Follow our tips to provide a streamlined and stress-free onboarding experience for your new hires.
Onboarding enables you to make your new employees feel valued and motivated as they settle into their new job. Effective onboarding can positively impact work satisfaction and increase employee retention - a study conducted by the Brandon Hall Group found that hire retention and productivity are improved by 82% and 70% respectively when organisations have a strong onboarding process in place, so it pays to invest in yours.
Employee onboarding is the process of integrating new employees into a company. New hires are welcomed into to the workplace and company culture, and provided with the training and resources to excel in their role. Unlike orientations or induction days, onboarding is an ongoing process that begins during the recruitment process and can continue throughout the employee’s first year.
As part of the hiring process, onboarding can often get overlooked, with the focus – and budget -geared towards finding and recruiting new employees. But a poorly inducted employee is a risk to your business – they are less likely to know what they’re doing, meaning productivity can be lower and mistakes more likely. Employers that develop a strong and consistent onboarding program show they are invested in their employees and care about their development. Here’s what effective onboarding can do for you and your team:
Follow our tips to provide a streamlined and stress-free onboarding experience for your new hires – they’ll thank you for it!
Don’t skip pre-boarding.
For new employees, there’s a lot of excitement and anticipation in the phase between their offer acceptance and start date. You can leverage this feel-good atmosphere by ‘pre-boarding’ employees to set the tone for their upcoming induction. Aside from sending an email with a warm welcome from the company, why not schedule a social so they can get to know their colleagues in a casual setting?
Make an announcement.
You’ve just hired a fantastic new person for your team – don’t keep it to yourself! Let your team know, by including a little information about who they are, why the person was hired and what role they are taking on.
Create an induction plan.
Set up a timetable for the new employee’s first month, with the essentials prioritised.

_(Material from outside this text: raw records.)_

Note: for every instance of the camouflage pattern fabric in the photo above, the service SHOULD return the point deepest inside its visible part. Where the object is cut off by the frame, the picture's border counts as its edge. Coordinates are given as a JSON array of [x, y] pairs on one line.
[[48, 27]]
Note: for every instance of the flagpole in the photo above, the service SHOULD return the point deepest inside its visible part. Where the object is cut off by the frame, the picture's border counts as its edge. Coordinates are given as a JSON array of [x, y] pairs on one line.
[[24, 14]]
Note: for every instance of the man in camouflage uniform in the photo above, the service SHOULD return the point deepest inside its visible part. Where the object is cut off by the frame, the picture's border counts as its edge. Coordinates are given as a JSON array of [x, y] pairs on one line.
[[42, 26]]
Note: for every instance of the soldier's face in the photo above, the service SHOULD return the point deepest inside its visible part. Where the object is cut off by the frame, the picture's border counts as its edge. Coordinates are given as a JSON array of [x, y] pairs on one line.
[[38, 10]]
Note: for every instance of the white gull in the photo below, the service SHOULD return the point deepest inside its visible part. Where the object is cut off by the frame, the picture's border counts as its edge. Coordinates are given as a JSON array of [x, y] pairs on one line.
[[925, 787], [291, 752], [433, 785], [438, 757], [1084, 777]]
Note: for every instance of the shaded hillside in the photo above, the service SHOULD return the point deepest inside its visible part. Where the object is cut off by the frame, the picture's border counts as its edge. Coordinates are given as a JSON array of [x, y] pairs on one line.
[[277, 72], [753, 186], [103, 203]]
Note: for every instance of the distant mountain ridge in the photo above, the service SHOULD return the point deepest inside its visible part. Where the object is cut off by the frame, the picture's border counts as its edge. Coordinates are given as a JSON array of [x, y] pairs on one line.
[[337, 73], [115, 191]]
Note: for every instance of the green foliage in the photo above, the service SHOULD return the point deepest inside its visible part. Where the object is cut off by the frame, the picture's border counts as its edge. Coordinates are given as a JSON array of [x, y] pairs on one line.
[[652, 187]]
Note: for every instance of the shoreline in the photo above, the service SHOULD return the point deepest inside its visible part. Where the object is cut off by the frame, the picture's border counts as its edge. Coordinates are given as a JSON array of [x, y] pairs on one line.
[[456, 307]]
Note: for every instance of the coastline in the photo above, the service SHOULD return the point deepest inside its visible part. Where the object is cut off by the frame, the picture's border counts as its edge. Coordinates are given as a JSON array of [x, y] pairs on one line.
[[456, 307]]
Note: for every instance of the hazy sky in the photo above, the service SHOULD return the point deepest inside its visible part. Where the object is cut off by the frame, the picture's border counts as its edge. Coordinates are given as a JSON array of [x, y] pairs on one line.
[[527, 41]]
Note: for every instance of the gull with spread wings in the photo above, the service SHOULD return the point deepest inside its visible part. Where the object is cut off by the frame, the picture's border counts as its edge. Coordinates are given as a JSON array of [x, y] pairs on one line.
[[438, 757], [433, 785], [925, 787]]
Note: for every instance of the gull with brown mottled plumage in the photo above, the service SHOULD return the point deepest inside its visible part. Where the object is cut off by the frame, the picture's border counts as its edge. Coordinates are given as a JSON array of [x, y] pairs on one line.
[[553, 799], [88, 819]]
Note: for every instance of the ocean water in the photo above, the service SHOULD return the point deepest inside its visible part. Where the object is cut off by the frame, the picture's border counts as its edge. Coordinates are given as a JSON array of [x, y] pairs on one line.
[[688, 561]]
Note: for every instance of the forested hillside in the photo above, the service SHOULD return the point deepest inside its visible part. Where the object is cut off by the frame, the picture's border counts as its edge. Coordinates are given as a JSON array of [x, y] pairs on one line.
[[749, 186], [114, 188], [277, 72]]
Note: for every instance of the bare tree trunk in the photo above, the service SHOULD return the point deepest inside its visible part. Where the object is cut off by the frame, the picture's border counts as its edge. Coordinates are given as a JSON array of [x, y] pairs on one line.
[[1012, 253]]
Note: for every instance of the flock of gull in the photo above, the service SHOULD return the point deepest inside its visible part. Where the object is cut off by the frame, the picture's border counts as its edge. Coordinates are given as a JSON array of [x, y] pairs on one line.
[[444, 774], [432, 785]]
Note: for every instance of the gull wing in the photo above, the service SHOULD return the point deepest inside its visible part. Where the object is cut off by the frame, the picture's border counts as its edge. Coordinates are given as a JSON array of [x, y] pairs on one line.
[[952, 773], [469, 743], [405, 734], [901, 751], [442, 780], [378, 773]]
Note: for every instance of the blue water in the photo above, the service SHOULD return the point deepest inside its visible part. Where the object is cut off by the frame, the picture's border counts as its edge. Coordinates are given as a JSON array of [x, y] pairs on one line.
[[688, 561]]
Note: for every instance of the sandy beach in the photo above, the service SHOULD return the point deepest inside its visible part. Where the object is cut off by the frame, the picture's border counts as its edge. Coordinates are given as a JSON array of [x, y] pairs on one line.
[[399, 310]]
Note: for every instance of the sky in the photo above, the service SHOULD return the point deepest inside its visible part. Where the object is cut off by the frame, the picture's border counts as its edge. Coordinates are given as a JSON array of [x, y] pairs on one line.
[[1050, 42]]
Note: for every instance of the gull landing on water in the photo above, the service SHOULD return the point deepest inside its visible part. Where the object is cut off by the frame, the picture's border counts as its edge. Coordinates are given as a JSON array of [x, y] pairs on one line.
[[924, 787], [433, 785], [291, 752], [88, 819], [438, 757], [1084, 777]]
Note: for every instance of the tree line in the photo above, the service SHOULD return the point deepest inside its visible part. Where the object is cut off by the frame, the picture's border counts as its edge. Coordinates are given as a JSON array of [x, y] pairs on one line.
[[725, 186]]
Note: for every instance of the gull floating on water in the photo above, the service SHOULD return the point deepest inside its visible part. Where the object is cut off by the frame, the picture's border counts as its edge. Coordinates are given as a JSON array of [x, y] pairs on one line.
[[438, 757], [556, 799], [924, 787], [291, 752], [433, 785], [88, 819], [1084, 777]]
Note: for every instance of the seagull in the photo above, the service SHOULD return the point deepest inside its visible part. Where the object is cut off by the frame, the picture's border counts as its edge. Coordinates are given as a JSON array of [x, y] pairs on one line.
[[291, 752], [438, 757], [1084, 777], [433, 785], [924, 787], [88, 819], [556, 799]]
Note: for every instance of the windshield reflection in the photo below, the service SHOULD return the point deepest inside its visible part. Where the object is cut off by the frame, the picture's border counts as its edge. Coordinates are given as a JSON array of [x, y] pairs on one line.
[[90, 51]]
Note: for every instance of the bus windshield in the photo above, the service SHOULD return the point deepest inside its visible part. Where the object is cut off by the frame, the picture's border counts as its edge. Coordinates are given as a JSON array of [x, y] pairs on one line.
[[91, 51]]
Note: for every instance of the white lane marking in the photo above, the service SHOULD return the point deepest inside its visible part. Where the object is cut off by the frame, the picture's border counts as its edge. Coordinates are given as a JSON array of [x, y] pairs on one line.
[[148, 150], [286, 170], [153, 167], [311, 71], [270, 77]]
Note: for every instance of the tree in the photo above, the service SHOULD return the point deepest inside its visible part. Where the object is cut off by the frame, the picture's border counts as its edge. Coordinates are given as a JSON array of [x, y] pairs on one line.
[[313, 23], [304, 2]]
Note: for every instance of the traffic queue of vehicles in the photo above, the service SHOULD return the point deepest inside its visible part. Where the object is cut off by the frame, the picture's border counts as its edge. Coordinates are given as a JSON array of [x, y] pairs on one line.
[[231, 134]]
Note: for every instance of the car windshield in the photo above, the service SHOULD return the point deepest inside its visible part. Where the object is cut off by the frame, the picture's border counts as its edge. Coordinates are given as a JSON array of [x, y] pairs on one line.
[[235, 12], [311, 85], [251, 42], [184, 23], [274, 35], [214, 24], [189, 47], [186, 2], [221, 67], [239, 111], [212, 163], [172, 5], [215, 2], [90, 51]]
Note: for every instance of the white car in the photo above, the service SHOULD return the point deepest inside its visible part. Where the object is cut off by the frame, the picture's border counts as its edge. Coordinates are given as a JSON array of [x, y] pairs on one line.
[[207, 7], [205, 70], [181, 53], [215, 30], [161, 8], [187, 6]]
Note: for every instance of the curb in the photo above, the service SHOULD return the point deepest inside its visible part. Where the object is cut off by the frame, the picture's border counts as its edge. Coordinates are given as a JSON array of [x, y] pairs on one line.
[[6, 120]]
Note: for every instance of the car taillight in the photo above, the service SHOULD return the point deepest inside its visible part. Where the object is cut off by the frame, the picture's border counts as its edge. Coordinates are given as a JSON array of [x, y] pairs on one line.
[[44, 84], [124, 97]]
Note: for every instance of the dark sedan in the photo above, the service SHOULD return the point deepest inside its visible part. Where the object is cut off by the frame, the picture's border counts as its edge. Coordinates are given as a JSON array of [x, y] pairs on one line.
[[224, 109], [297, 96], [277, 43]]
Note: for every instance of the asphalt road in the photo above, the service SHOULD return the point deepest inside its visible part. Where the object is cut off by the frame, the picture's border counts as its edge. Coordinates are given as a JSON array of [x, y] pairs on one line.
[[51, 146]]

Provide background information.
Once your new hire starts, give them a comprehensive introduction to the company and the department they are joining. Communicate the company’s mission and vision, share information about the workplace culture, key stakeholders, and your business strategy. This is your chance to get the employee aligned with your objectives and keep them excited about joining your company.
Share benefits information.
Inform new hires about important information such as compensation plans, rewards, company pension and other benefits. It’s a good idea to communicate any specific policies related to benefits, such as whether employees need to have completed their probation period before being eligible to access their benefits.
Communicate key policies and procedures.
Do you offer flexible working, or an early finish on Fridays? Along with your policies such as health and safety, ensure new recruits are clear on your ways of working and any procedures they’ll need to follow. Share a copy of the company handbook so they have the information they’ll need.
Clarify roles and expectations.
Discuss the goals of the company and how new team members can align their own personal goals with these. Clarify expectations of performance and behaviour, and link this back to your core values – such as the importance of having a customer-first mindset, or making decisions together as a team.
Sweat the small stuff.
Don't overlook the impact of not explaining the small details to your new recruits. What number do they need to dial an outside line? When are lunch breaks taken? Where are the toilets? Little things like this can create anxiety and frustration for a new employee trying to make a great start in their new role.
Prepare a workspace for new employees.
It’s natural for employees to feel nervous on their first day, so having a well-prepared workspace for them can help put them at ease. Set up their computer, telephone and email in advance, and show them how it all works.
Follow a training plan.
Involve new employees in actual work as soon as possible, with appropriate supervision. Show new hires that you have confidence in their skills and capabilities by easing them into the work process on their first day, and use this also as an opportunity to identify their development areas. Shadowing colleagues is a good way to start, so that your new hire sees the tasks they’ll be taking on and can ask any questions.
Track their progress.
Hold informal progress reviews or one-to-ones to check on their development and discuss any training needs. For their first week, you may want to have a daily check-in, following by a weekly one-to-one throughout the first month. Encourage new hires to share any queries and concerns with you.
Make it fun.
When onboarding new team members, let them know how they can get involved in life outside of the office and how you have fun at work, all of which helps to build a great team.
Onboarding is an essential part of introducing employees to your business, improving employee satisfaction and delivering on the promises made during the recruitment process. Did your company offer a friendly and dynamic workplace culture? If so, this should be evident in how you welcome new hires into your business. Was your industry-leading training highlighted as a key differentiator from other employers? If so, a comprehensive training
plan should be a key part of your onboarding process.
Keep your onboarding process consistent so that each new employee has a great induction experience. Ask for feedback from employees about what they valued most and how you could make improvements for future hires. Don’t overlook essentials such as thorough introductions to the wider team, clear and accessible information about rewards and benefits, and a well-structured induction timetable.